Mission Statement

The Tactical Decision Making Research Group is a group of international researchers located in the Department of Psychological Sciences of the University of Liverpool, UK. The group is headed by Professor Jon Cole and contains both pre- and post-doctoral researchers from multiple countries. Our researchers primarily have a practitioner background and therefore have real world experience of their research areas.

We conduct research in five main areas: (i) the psychology of armed confrontations, (ii) preventing violent extremism and radicalisation, (iii) terrorist decision making, (iv) crisis negotiation, and (v) Social Media Intelligence (SOCMINT).

We study the psychology of armed confrontations through the simulated armed confrontation rather than the analysis of real incidents. The main platforms are the use of simulators and live role plays (using training weapons and associated technologies). We have also gathered data from live fire training scenarios. Through experimentation we have identified the main problems with gathering data in these scenarios and developed solutions. In addition we have conducted cognitive task analyses of police officers who have been involved in incidents involving armed confrontations.

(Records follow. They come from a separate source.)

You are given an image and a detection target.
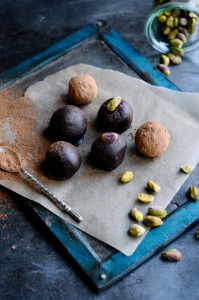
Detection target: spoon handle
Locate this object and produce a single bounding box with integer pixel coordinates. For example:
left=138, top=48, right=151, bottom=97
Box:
left=20, top=168, right=83, bottom=222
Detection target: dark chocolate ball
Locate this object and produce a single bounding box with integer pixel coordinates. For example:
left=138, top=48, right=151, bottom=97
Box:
left=97, top=97, right=133, bottom=133
left=90, top=132, right=127, bottom=171
left=48, top=105, right=87, bottom=146
left=45, top=141, right=81, bottom=180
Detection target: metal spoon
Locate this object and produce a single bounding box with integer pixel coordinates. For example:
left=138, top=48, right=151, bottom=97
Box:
left=0, top=146, right=83, bottom=222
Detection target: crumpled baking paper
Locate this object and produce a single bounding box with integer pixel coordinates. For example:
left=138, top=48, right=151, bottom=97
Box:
left=0, top=64, right=199, bottom=255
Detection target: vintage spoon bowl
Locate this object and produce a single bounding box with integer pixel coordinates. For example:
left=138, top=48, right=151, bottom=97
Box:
left=0, top=146, right=83, bottom=222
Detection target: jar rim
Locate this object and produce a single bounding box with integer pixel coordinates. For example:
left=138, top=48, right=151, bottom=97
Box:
left=145, top=1, right=199, bottom=53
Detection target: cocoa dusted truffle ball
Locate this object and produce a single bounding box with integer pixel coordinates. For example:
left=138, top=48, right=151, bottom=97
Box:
left=48, top=105, right=87, bottom=146
left=135, top=122, right=170, bottom=157
left=68, top=74, right=97, bottom=105
left=90, top=132, right=127, bottom=171
left=97, top=96, right=133, bottom=133
left=45, top=141, right=81, bottom=180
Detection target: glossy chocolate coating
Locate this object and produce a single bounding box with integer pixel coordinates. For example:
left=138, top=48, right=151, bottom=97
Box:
left=45, top=141, right=81, bottom=180
left=97, top=99, right=133, bottom=133
left=48, top=105, right=87, bottom=146
left=90, top=132, right=127, bottom=171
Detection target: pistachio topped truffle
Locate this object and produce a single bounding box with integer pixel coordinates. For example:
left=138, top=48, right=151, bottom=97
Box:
left=97, top=96, right=133, bottom=133
left=135, top=122, right=170, bottom=157
left=68, top=74, right=98, bottom=105
left=90, top=132, right=127, bottom=171
left=48, top=105, right=87, bottom=146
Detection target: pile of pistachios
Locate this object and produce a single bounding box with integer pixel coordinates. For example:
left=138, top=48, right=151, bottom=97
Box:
left=157, top=9, right=199, bottom=76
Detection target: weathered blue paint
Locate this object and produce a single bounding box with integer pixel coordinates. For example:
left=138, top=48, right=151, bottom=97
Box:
left=92, top=201, right=199, bottom=289
left=0, top=22, right=194, bottom=290
left=30, top=202, right=101, bottom=275
left=101, top=27, right=179, bottom=91
left=0, top=24, right=100, bottom=90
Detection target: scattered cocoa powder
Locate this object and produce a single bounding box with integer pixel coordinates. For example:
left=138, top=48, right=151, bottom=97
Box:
left=0, top=85, right=49, bottom=181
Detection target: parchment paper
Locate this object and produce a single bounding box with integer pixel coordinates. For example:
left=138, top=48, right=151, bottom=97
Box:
left=0, top=64, right=199, bottom=255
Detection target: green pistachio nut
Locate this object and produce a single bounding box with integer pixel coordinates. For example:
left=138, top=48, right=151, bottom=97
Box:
left=130, top=207, right=143, bottom=222
left=148, top=206, right=167, bottom=219
left=147, top=180, right=161, bottom=193
left=157, top=64, right=170, bottom=76
left=164, top=10, right=171, bottom=17
left=189, top=186, right=199, bottom=200
left=120, top=171, right=133, bottom=183
left=166, top=16, right=174, bottom=28
left=129, top=224, right=146, bottom=237
left=179, top=17, right=188, bottom=26
left=161, top=249, right=182, bottom=261
left=106, top=96, right=122, bottom=111
left=178, top=26, right=189, bottom=37
left=168, top=28, right=179, bottom=40
left=174, top=17, right=179, bottom=27
left=176, top=32, right=187, bottom=43
left=170, top=47, right=184, bottom=56
left=162, top=26, right=171, bottom=35
left=137, top=193, right=154, bottom=203
left=187, top=18, right=197, bottom=34
left=167, top=53, right=182, bottom=65
left=143, top=215, right=163, bottom=227
left=158, top=15, right=167, bottom=24
left=170, top=39, right=183, bottom=48
left=180, top=166, right=193, bottom=174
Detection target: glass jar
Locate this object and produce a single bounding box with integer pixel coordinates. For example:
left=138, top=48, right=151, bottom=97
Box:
left=145, top=0, right=199, bottom=53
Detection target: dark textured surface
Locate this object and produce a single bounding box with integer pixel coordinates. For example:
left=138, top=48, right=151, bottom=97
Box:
left=0, top=0, right=199, bottom=300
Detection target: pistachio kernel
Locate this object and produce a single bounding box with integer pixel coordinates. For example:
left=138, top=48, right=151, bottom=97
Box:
left=189, top=186, right=199, bottom=200
left=148, top=206, right=167, bottom=219
left=143, top=215, right=163, bottom=227
left=162, top=26, right=171, bottom=35
left=167, top=53, right=182, bottom=65
left=166, top=16, right=174, bottom=28
left=177, top=32, right=187, bottom=43
left=170, top=39, right=183, bottom=48
left=180, top=166, right=193, bottom=174
left=170, top=47, right=184, bottom=56
left=161, top=54, right=170, bottom=66
left=106, top=96, right=122, bottom=111
left=168, top=28, right=179, bottom=40
left=130, top=207, right=143, bottom=222
left=120, top=171, right=133, bottom=183
left=196, top=228, right=199, bottom=239
left=161, top=249, right=182, bottom=261
left=147, top=180, right=161, bottom=193
left=158, top=15, right=167, bottom=24
left=129, top=224, right=146, bottom=237
left=137, top=193, right=154, bottom=203
left=101, top=132, right=118, bottom=144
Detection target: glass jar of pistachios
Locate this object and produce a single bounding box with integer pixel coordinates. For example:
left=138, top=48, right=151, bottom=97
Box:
left=145, top=0, right=199, bottom=55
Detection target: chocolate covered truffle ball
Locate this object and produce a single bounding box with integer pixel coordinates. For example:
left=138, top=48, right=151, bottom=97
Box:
left=68, top=74, right=97, bottom=105
left=90, top=132, right=127, bottom=171
left=135, top=122, right=170, bottom=157
left=48, top=105, right=87, bottom=146
left=45, top=141, right=81, bottom=180
left=97, top=97, right=133, bottom=133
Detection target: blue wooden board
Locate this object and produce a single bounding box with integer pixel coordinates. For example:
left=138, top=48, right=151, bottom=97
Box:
left=0, top=22, right=199, bottom=290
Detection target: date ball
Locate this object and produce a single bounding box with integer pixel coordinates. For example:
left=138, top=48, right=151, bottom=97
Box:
left=45, top=141, right=81, bottom=180
left=68, top=74, right=98, bottom=105
left=135, top=122, right=170, bottom=157
left=90, top=132, right=127, bottom=171
left=97, top=97, right=133, bottom=133
left=48, top=105, right=87, bottom=146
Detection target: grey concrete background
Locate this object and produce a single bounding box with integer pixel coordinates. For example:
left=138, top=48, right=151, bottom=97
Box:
left=0, top=0, right=199, bottom=300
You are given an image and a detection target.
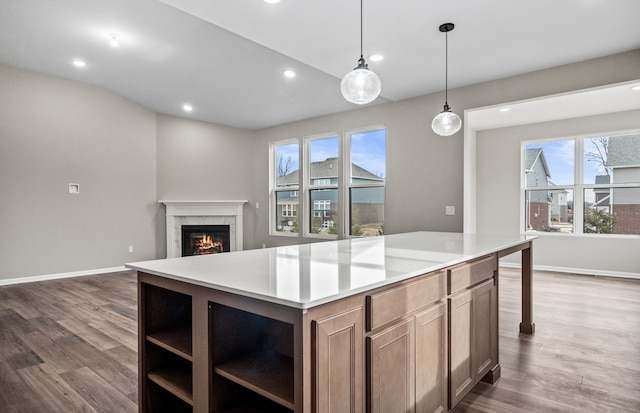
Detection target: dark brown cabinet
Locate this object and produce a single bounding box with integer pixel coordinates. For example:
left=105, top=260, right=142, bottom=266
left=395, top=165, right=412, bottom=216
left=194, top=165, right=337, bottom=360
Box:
left=139, top=284, right=193, bottom=412
left=138, top=251, right=499, bottom=413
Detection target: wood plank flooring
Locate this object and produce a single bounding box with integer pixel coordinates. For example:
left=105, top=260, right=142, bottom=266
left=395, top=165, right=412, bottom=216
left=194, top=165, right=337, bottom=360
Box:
left=0, top=269, right=640, bottom=413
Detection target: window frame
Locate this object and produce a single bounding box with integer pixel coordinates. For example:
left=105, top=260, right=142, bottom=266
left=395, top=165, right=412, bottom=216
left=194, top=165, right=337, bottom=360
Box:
left=268, top=124, right=388, bottom=240
left=519, top=129, right=640, bottom=239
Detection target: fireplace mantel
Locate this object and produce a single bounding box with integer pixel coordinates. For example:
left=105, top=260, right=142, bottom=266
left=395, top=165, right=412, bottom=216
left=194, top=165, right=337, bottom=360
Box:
left=158, top=200, right=248, bottom=258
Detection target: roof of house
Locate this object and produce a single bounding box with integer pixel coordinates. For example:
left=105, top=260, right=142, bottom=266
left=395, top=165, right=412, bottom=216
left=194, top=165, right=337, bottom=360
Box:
left=525, top=148, right=551, bottom=178
left=278, top=158, right=384, bottom=185
left=607, top=134, right=640, bottom=167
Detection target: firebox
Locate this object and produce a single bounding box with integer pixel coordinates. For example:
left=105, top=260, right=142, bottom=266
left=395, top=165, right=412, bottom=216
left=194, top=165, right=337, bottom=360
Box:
left=182, top=225, right=231, bottom=257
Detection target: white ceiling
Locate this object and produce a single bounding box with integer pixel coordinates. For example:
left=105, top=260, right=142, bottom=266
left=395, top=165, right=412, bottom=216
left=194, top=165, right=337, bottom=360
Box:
left=0, top=0, right=640, bottom=129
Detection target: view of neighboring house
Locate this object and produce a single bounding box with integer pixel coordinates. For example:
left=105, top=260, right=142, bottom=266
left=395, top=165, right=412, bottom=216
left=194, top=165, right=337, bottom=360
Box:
left=276, top=158, right=384, bottom=232
left=607, top=134, right=640, bottom=234
left=525, top=148, right=569, bottom=231
left=525, top=134, right=640, bottom=234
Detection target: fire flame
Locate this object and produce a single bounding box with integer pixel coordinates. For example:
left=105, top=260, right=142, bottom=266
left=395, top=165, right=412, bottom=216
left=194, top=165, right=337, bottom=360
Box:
left=196, top=235, right=224, bottom=255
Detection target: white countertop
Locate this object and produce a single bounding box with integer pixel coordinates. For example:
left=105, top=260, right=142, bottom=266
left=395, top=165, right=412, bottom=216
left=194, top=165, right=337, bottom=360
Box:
left=126, top=232, right=535, bottom=309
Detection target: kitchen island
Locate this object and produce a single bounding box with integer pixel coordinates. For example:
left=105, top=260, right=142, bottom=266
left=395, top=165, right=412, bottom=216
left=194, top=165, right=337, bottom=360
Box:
left=127, top=232, right=534, bottom=413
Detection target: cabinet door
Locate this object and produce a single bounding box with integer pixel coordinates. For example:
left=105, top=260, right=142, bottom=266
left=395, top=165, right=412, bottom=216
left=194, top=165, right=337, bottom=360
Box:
left=367, top=318, right=415, bottom=413
left=473, top=279, right=498, bottom=382
left=416, top=303, right=448, bottom=413
left=449, top=290, right=474, bottom=408
left=313, top=307, right=364, bottom=413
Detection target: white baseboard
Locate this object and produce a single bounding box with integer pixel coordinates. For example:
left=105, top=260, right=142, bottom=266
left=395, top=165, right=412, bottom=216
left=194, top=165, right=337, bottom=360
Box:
left=0, top=266, right=128, bottom=286
left=500, top=262, right=640, bottom=280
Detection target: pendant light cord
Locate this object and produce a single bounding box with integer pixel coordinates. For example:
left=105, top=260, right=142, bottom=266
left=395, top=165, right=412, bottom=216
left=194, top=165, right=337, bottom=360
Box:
left=360, top=0, right=364, bottom=59
left=444, top=31, right=449, bottom=106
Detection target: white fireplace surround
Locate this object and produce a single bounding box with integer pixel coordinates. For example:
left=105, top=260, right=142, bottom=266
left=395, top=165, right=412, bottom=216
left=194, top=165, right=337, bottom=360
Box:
left=158, top=201, right=247, bottom=258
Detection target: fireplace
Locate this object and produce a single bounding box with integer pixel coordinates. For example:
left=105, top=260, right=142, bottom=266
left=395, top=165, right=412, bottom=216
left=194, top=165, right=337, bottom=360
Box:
left=182, top=225, right=231, bottom=257
left=159, top=201, right=247, bottom=258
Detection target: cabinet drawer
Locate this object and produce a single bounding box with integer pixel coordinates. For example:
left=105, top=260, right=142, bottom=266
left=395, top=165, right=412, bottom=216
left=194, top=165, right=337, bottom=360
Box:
left=449, top=255, right=498, bottom=294
left=367, top=271, right=447, bottom=330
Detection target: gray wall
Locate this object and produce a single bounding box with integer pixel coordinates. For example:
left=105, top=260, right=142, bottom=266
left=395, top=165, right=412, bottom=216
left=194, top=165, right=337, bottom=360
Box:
left=0, top=50, right=640, bottom=280
left=157, top=115, right=256, bottom=248
left=0, top=65, right=160, bottom=280
left=476, top=110, right=640, bottom=276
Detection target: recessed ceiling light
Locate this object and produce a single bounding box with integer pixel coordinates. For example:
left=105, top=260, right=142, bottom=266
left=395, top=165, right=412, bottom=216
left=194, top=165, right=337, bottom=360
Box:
left=109, top=33, right=120, bottom=47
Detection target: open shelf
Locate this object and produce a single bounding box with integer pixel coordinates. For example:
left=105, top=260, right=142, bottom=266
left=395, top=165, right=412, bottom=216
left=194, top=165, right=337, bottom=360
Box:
left=215, top=350, right=294, bottom=410
left=147, top=370, right=193, bottom=406
left=147, top=326, right=193, bottom=361
left=209, top=302, right=296, bottom=412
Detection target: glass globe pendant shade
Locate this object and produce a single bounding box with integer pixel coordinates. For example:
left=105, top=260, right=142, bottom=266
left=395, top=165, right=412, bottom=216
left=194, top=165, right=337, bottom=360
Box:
left=431, top=105, right=462, bottom=136
left=340, top=58, right=382, bottom=105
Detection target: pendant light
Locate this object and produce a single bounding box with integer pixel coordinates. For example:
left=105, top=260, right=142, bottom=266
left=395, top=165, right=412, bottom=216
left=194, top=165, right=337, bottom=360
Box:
left=431, top=23, right=462, bottom=136
left=340, top=0, right=382, bottom=105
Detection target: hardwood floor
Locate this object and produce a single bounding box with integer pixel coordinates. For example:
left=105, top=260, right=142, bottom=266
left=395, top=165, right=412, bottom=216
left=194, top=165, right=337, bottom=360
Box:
left=0, top=269, right=640, bottom=413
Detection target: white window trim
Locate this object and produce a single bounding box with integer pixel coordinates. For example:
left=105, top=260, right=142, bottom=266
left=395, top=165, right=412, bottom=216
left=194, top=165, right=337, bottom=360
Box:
left=519, top=129, right=640, bottom=239
left=269, top=124, right=388, bottom=239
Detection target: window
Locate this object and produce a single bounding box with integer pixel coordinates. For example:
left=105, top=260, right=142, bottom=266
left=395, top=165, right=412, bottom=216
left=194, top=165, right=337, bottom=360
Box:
left=523, top=133, right=640, bottom=235
left=348, top=129, right=386, bottom=236
left=272, top=142, right=300, bottom=234
left=282, top=204, right=298, bottom=217
left=306, top=135, right=340, bottom=238
left=271, top=128, right=386, bottom=239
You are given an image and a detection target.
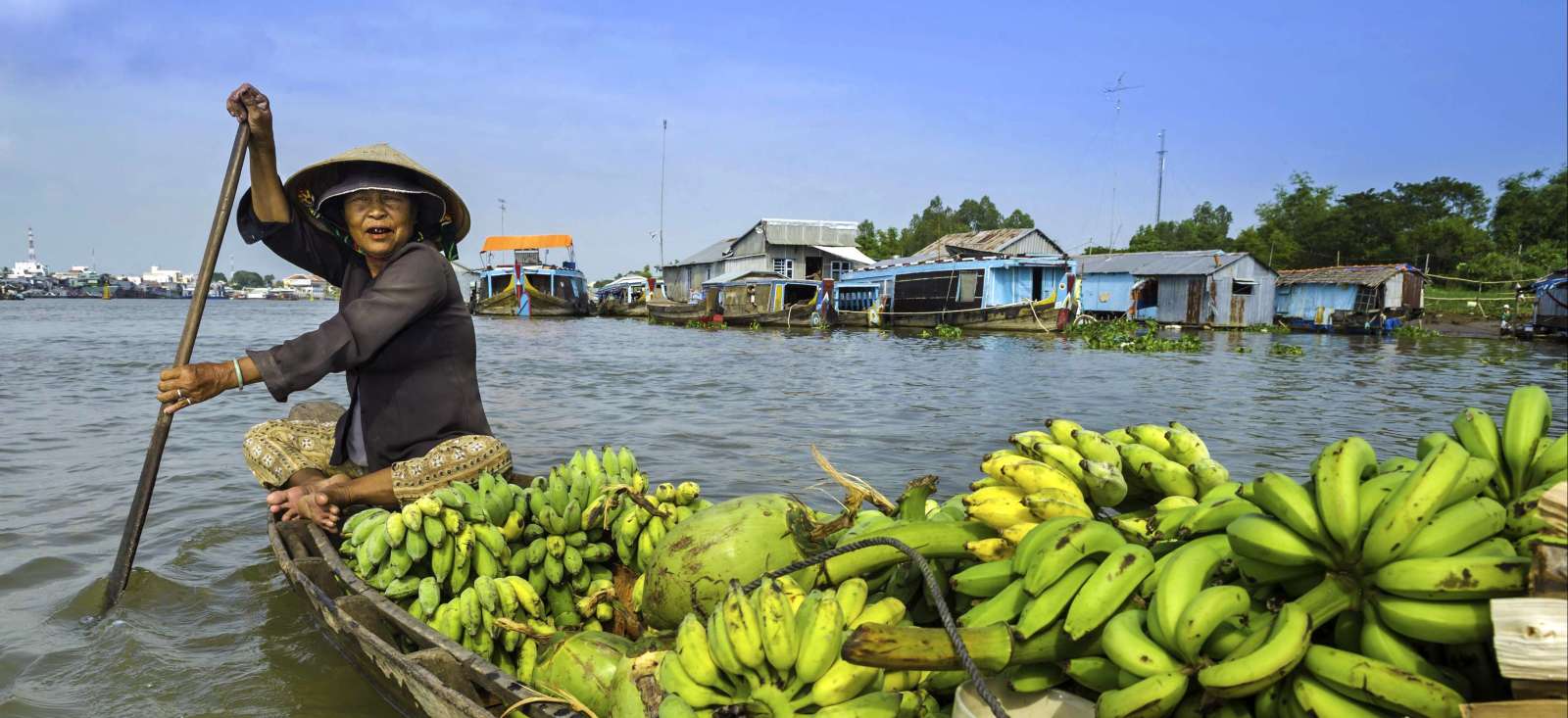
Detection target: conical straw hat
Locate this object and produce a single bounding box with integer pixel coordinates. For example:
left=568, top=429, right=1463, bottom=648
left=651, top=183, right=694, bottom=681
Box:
left=284, top=143, right=468, bottom=243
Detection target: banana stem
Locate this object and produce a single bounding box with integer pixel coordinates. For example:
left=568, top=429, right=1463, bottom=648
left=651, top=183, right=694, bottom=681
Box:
left=844, top=624, right=1013, bottom=673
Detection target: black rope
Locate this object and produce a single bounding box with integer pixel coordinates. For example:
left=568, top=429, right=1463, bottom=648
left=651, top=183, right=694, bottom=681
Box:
left=743, top=538, right=1008, bottom=718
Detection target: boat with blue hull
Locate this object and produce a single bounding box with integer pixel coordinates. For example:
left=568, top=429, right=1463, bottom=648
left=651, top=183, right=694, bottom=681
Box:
left=468, top=235, right=590, bottom=316
left=831, top=254, right=1077, bottom=331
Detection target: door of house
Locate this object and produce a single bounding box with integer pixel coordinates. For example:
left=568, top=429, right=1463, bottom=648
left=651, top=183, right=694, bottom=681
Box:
left=1187, top=277, right=1202, bottom=324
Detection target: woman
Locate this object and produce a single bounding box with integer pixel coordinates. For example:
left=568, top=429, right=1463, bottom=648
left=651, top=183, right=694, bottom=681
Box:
left=159, top=83, right=512, bottom=530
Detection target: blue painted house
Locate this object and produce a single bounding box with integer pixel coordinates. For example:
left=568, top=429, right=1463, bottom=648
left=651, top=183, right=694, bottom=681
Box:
left=1275, top=264, right=1425, bottom=332
left=1076, top=249, right=1280, bottom=327
left=833, top=254, right=1077, bottom=331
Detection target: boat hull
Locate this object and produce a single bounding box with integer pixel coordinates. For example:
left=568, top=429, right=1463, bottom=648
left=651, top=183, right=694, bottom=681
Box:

We study the screening of individuals vulnerable to recruitment into violent extremism through the use of a structured professional judgment tool, the IVP guidance. The IVP guidance was developed for the Office of Security and Counter Terrorism in 2008/9. Since then we have been testing it with multiple international stakeholders. This research has screened thousands of individuals affiliated to violent extremist organisations and played a role in the removal of over 50 terrorist social media pages and websites. In addition we are developing programme evaluation frameworks for preventing and counter violent extremism interventions.

We study terrorist decision making through the analysis of Open Source Intelligence (OSINT). In particular we focus on the use of CBRN weapons.

We study the psychology of crisis negotiation through analysing training scenarios rather than live incidents. In addition we have conducted cognitive task analyses of crisis negotiators who have been involved in crisis negotiations.

We study how to collect and analyse SOCMINT from numerous social media platforms. These techniques are being applied to researching armed actors in conflict zones, however this work is confidential.